Вдоль дороги от комбината к району Химик протянута пятиметровая труба, транспортирующая кипяток с ТЭЦ в город. Старушки на рынке, переминаясь с ноги на ногу, продают чахлые овощи. На закате в городе, раскинувшемся у подножия рукотворного вулкана, гаснет световая реклама, витрины. И не из-за светомаскировки — Химик последнее время не бомбят — а из совиной сумеречной мудрости. Темнота в прифронтовой зоне активна. Как вода тушит огонь, так тьма гасит свет. Вокруг киосков шевелятся тени — группы мужчин в черных куртках. Сивушные пары. Литр водки стоит здесь около доллара. Продавщицы, красавицы с крупными чертами лица и скифской фигурой, разговаривают с покупателем-мужчиной как с источником потенциальной опасности: «Мужчина, что вам надо?» На мои нездешние манеры они отвечают чуть заметной улыбкой. В полумраке размываются силуэты отделанных плиткой каркасно-панельных пятиэтажек, выходящих местами на поверхность в виде извилистых труб и снова убегающих под землю водопровода и канализации. Настоящее — бывшее предчувствие. Макет самолета МИГ-19, устремленный по гиперболе взлета — он не взлетит никогда. Сепаратистские граффити перекрашены поверху украинской символикой. На бомбленной девятиэтажке надпись: «Сектор Газа».
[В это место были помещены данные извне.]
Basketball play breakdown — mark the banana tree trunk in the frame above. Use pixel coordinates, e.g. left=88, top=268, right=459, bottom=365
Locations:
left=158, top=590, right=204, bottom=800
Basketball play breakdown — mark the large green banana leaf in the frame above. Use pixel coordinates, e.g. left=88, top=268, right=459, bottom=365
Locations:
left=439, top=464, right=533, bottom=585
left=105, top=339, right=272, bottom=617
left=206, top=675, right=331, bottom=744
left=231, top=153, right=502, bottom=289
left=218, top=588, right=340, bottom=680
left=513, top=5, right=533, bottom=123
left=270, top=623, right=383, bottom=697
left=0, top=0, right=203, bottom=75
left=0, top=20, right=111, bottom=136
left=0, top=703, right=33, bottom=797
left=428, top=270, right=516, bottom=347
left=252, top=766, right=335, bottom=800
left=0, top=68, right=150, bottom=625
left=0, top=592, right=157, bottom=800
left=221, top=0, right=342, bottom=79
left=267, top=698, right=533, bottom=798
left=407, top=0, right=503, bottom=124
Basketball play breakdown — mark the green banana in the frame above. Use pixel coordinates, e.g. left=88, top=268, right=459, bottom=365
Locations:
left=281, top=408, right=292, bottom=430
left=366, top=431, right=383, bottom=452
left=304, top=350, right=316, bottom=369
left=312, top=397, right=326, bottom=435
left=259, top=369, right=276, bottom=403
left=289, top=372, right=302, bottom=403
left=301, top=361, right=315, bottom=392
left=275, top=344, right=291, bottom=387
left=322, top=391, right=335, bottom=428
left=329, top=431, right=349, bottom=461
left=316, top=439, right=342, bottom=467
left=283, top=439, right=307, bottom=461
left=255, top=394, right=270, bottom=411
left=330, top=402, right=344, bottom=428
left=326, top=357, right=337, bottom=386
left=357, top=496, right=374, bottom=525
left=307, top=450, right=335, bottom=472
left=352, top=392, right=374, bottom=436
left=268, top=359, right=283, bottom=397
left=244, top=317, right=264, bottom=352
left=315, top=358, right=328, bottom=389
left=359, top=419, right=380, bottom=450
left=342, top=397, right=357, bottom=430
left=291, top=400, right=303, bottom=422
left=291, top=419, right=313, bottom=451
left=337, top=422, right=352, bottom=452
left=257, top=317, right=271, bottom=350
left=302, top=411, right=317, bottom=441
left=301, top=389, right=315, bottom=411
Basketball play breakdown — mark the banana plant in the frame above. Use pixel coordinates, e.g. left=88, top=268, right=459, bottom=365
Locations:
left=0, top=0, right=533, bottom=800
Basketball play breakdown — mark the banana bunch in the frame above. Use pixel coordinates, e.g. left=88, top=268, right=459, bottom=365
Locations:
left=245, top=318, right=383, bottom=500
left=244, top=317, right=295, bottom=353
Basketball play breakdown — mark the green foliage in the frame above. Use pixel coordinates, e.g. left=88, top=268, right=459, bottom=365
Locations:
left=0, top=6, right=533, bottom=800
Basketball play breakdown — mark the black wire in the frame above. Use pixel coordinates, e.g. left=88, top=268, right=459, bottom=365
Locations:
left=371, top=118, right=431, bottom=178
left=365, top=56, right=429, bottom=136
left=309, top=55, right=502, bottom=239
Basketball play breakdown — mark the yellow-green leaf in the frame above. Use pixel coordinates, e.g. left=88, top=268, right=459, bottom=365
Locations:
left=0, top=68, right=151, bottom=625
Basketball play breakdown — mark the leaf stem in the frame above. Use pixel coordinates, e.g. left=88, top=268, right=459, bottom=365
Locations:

В Авдеевке нет выборной власти, городом правит военный комендант, крепкий, невысокого роста уроженец Галичины. На мне был красно-черный палестинский платок, разговор сразу пошел по-украински. Меня представили как художника из Германии, желающего написать в городе мурал, и предложили мне нарисовать «что-нибудь патриотическое» — сперва портрет Тараса Шевченко на берегу Днепра («Ми не ми, і я не я»). Но чтобы сделать визуальную работу по Шевченко, этому мрачному романтику, мне надо было бы углубиться в его тексты на пару недель, а времени не было. Сошлись на моем предложении рисовать киборгов.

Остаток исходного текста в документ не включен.